Figure 5. petites kératoses séborrhéiques/dermatose papuleuse noire traitées par une séance laser KTP 532 nm; image reproduite avec l’aimable autorisation du Dr Vincent Richer
Identifier les patients mieux adaptés à la lumière intense pulsée qu’au laser vasculaire
La lumière intense pulsée (LIP) est une technologie largement répandue où une lumière non cohérente à large bande est émise entre ~500 nm et 1 200 nm.
Sa grande pièce à main équipée d’un cristal est facile à utiliser pour le traitement de larges surfaces, notamment les traitements du visage entier ou du décolleté.
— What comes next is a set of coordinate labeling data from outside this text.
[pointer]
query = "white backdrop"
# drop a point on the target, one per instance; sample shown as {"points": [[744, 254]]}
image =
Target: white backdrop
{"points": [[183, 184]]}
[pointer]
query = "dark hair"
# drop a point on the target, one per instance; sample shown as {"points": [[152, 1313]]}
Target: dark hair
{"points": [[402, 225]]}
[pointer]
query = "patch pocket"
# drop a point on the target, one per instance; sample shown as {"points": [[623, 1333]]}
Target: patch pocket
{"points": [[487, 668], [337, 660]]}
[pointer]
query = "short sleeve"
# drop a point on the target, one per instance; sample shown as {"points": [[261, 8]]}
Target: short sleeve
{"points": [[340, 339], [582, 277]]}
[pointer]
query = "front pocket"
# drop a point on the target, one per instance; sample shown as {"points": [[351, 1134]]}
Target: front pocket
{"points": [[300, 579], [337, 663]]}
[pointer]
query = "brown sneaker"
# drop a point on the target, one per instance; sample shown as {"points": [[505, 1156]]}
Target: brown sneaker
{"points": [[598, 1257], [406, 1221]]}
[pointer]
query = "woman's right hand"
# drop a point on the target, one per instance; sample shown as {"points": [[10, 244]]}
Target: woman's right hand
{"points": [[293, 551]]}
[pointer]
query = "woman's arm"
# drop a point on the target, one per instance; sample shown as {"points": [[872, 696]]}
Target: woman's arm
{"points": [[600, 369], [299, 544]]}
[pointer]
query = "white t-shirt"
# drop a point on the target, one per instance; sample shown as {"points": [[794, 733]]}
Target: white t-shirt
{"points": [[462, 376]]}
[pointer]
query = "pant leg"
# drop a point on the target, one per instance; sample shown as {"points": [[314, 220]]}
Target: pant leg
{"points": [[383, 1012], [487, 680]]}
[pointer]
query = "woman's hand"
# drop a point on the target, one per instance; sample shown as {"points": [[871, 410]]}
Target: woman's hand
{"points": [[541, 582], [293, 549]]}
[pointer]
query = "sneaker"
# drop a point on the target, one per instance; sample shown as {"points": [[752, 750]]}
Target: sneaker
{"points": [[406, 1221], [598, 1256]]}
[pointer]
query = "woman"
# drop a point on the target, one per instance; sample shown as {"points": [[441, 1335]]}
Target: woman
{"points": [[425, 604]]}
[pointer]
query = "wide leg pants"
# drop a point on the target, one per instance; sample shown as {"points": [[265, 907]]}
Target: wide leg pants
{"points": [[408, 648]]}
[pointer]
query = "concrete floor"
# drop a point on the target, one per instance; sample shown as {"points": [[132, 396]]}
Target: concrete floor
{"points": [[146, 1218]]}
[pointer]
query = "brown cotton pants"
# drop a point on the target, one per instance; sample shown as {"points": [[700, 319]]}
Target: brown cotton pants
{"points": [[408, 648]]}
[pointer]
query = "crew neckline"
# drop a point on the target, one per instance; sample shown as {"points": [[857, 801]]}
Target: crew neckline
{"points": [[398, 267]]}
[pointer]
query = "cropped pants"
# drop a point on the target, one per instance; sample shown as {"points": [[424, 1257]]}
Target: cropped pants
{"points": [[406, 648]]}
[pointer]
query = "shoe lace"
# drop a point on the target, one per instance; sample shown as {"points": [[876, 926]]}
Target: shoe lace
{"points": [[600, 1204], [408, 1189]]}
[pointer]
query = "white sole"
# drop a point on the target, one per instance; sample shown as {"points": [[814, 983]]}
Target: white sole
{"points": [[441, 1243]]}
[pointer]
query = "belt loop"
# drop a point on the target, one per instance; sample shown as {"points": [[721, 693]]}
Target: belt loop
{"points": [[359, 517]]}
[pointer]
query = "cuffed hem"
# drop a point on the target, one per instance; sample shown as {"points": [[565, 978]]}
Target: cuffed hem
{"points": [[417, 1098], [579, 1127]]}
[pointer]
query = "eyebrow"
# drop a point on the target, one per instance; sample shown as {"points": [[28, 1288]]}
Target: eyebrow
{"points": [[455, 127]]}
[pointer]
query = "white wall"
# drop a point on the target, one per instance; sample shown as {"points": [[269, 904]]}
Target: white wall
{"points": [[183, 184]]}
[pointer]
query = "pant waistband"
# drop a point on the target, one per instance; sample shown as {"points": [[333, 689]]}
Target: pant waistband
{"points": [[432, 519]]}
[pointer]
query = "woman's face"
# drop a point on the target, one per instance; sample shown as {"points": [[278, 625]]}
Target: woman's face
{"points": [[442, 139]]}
Des filtres peuvent être utilisés pour sélectionner les longueurs d’onde les mieux adaptées au traitement des structures vasculaires ou des pigments. Le grand nombre de chromophores cibles dans la peau permet l’utilisation de la LIP avec une fenêtre thérapeutique très étroite. La mélanine endogène peut être fortuitement ciblée pendant le traitement et, par conséquent, cette modalité de traitement convient mieux aux patients dont la peau est claire et présente des lentigos solaires et des télangiectasies (Figure 6). Comme le laser vasculaire, la LIP peut également être utilisée pour un traitement ciblant l’atteinte d’un certain critère biologique afin d’obtenir des résultats optimaux.

Figure 6. traitement des lentigos solaires et des télangiectasies par une séance de LIP ciblant l’obtention des critères biologiques recherchés; image reproduite avec l’aimable autorisation du Dr Vincent Richer
Conclusion
Le traitement de patients avec un laser vasculaire est une suite logique du travail d’un dermatologue. Grâce à un diagnostic précis, à une solide connaissance des interactions entre le laser et la peau et à un examen attentif de la peau afin de détecter la présence des critères biologiques recherchés pendant l’intervention, les dermatologues peuvent offrir un traitement sûr et efficace des lésions vasculaires au moyen du laser.
Données et photos des patients utilisées avec la permission de Vincent Richer, M.D.